Dear Roadside Grass-Cutters,

I have a favor to ask of you. As you cut the grass along Jefferson County’s roads this season, could you please lift up your blades whenever you come to a pile of trash? I think most people would agree that shredded, scattered litter along the side of the road looks worse than uncut grass.

Please understand, I’m not blaming you. I know your job description tells you to cut the grass, so you cut the grass.  It’s not your fault that there is litter all over our county roads, and it’s not your job to deal with it. The fault really lies with two groups of people: the slobs who throw their trash on our public roads (if they want to litter their own yards, that’s their right, but the roads belong to all of us) and the county leaders who haven’t come up with any consistent plan for litter pick-up. Say what you want about the federal government, but at least they have enough foresight to send a crew of workers to pick up litter along I-40 before the grass crews arrive. Our county leaders haven’t figured that out yet.

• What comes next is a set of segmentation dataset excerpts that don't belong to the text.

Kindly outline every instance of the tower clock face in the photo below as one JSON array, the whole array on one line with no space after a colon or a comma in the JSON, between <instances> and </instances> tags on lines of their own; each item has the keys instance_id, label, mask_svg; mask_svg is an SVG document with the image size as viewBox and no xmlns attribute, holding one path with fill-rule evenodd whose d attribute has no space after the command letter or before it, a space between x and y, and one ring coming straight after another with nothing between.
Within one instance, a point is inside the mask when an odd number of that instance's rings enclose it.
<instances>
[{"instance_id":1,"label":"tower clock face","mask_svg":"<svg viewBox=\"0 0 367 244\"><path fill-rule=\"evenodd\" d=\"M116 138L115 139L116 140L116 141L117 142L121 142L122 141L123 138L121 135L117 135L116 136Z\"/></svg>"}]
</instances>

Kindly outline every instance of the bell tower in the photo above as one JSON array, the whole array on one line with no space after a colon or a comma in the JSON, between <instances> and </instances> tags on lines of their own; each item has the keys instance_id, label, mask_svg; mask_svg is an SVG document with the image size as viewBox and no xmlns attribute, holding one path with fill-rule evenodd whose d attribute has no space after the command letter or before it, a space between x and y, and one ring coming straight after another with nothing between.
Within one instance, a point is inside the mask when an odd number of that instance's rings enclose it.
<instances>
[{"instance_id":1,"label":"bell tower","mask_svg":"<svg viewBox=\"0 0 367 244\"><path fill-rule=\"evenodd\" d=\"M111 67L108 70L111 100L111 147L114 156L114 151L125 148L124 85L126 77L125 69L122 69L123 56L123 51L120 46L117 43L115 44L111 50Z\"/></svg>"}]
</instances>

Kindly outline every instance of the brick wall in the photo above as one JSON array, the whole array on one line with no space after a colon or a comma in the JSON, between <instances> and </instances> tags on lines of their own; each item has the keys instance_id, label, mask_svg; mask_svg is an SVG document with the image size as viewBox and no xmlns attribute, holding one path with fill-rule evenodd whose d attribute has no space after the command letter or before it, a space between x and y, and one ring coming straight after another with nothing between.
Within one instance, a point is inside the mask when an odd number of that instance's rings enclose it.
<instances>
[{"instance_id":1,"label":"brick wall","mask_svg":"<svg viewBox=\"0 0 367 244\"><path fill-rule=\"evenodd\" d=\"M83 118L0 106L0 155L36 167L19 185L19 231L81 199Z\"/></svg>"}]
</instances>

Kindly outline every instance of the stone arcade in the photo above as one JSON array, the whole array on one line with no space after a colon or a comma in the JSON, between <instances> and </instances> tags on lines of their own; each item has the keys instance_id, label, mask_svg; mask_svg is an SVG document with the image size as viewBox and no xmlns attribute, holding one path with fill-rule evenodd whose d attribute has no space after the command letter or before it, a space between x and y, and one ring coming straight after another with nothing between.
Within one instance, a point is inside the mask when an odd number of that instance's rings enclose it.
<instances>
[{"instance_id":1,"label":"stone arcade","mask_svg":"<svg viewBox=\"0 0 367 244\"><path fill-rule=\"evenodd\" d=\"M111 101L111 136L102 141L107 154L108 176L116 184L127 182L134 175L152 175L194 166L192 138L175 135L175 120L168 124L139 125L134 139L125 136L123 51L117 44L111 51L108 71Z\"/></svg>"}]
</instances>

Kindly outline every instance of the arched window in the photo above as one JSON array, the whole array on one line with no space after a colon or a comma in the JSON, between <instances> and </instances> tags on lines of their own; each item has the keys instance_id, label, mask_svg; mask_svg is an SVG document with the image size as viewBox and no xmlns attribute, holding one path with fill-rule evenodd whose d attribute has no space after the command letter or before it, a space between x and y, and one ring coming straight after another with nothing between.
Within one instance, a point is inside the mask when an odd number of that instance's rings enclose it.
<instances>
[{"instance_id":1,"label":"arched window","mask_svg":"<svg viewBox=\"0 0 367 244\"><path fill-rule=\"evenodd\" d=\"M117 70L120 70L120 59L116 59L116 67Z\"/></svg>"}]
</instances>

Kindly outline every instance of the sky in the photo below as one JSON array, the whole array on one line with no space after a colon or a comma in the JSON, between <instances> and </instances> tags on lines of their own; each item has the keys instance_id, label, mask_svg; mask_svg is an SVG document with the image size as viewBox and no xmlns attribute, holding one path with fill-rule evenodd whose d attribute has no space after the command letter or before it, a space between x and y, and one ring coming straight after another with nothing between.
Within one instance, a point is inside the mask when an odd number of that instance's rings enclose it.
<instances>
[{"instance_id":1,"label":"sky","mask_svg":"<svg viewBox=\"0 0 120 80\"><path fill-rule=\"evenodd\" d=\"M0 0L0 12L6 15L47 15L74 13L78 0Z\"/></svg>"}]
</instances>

In spite of the fact that I’m frustrated and embarrassed by my county’s roads, it is kind of funny. I mean, our leaders talk about bringing in tourists and new business, and yet they don’t do anything about the appearance of our county. Do they really believe tourists will think a trashy county is worth visiting? I’d like to think that simple community pride would prod our leaders to do something about the litter problem, but that may be too much to hope for. Maybe the fear of losing tourist money will work.

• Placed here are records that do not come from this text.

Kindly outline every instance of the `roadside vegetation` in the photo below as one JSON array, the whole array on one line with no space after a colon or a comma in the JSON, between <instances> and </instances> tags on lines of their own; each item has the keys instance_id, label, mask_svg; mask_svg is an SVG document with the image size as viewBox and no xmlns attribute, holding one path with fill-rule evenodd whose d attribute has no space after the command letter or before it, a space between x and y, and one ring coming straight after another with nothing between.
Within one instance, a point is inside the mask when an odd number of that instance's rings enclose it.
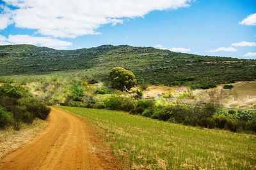
<instances>
[{"instance_id":1,"label":"roadside vegetation","mask_svg":"<svg viewBox=\"0 0 256 170\"><path fill-rule=\"evenodd\" d=\"M92 122L124 167L254 169L252 134L188 127L122 111L60 106Z\"/></svg>"},{"instance_id":2,"label":"roadside vegetation","mask_svg":"<svg viewBox=\"0 0 256 170\"><path fill-rule=\"evenodd\" d=\"M35 118L45 120L51 108L29 95L20 85L2 82L0 85L0 129L13 126L19 130L23 123L32 124Z\"/></svg>"}]
</instances>

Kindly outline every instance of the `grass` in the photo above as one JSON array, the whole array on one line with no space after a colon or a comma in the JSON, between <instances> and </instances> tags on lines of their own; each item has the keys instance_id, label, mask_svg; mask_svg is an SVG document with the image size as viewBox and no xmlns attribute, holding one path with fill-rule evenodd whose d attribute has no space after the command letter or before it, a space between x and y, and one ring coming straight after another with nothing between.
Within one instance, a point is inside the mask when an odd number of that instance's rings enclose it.
<instances>
[{"instance_id":1,"label":"grass","mask_svg":"<svg viewBox=\"0 0 256 170\"><path fill-rule=\"evenodd\" d=\"M250 112L255 112L256 113L256 110L249 110L249 109L240 109L240 108L223 108L222 111L225 111L225 112L228 112L230 110L234 110L236 111L249 111Z\"/></svg>"},{"instance_id":2,"label":"grass","mask_svg":"<svg viewBox=\"0 0 256 170\"><path fill-rule=\"evenodd\" d=\"M124 166L153 169L255 169L256 136L187 127L127 113L60 107L101 130Z\"/></svg>"}]
</instances>

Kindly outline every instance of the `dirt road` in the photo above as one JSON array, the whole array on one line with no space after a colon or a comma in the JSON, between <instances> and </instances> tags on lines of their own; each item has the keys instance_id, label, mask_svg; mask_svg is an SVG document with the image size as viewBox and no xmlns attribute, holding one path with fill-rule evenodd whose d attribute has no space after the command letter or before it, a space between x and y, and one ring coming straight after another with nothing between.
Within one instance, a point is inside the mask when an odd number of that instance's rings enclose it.
<instances>
[{"instance_id":1,"label":"dirt road","mask_svg":"<svg viewBox=\"0 0 256 170\"><path fill-rule=\"evenodd\" d=\"M120 169L83 118L52 108L49 121L40 135L0 160L0 169Z\"/></svg>"}]
</instances>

So, dear grass-cutters, I know it’s not your job to mow around the roadside litter. It will take an extra bit of effort on your part, and that’s not fair to you. But unless the folks who throw their trash on the ground or the folks in local government whose job it is to deal with the trash have a change of heart, you are my last hope. I’ll continue to pick up trash in my neighborhood, and I suspect other local residents will do the same, but simple, random acts of cleanliness won’t be enough. It’s going to take a larger effort by our county government to keep our county clean. I know what you’re thinking – I’ve had the same thoughts… we citizens shouldn’t rely on the government to keep our roads clean. You’re right. In an ideal world, people wouldn’t throw trash out their car windows. In an ideal world, we all would pull together and clean up our roads. But our world isn’t ideal. A tiny percentage of litterers can make our entire county look like a pig sty, and it’s the job of the local government to take charge and clean up the mess. I’m sorry, but that’s just the way the world works. 

So, could you do us a favor and not shred the roadside trash? A lot of folks, including me, would really appreciate your extra effort. Thanks.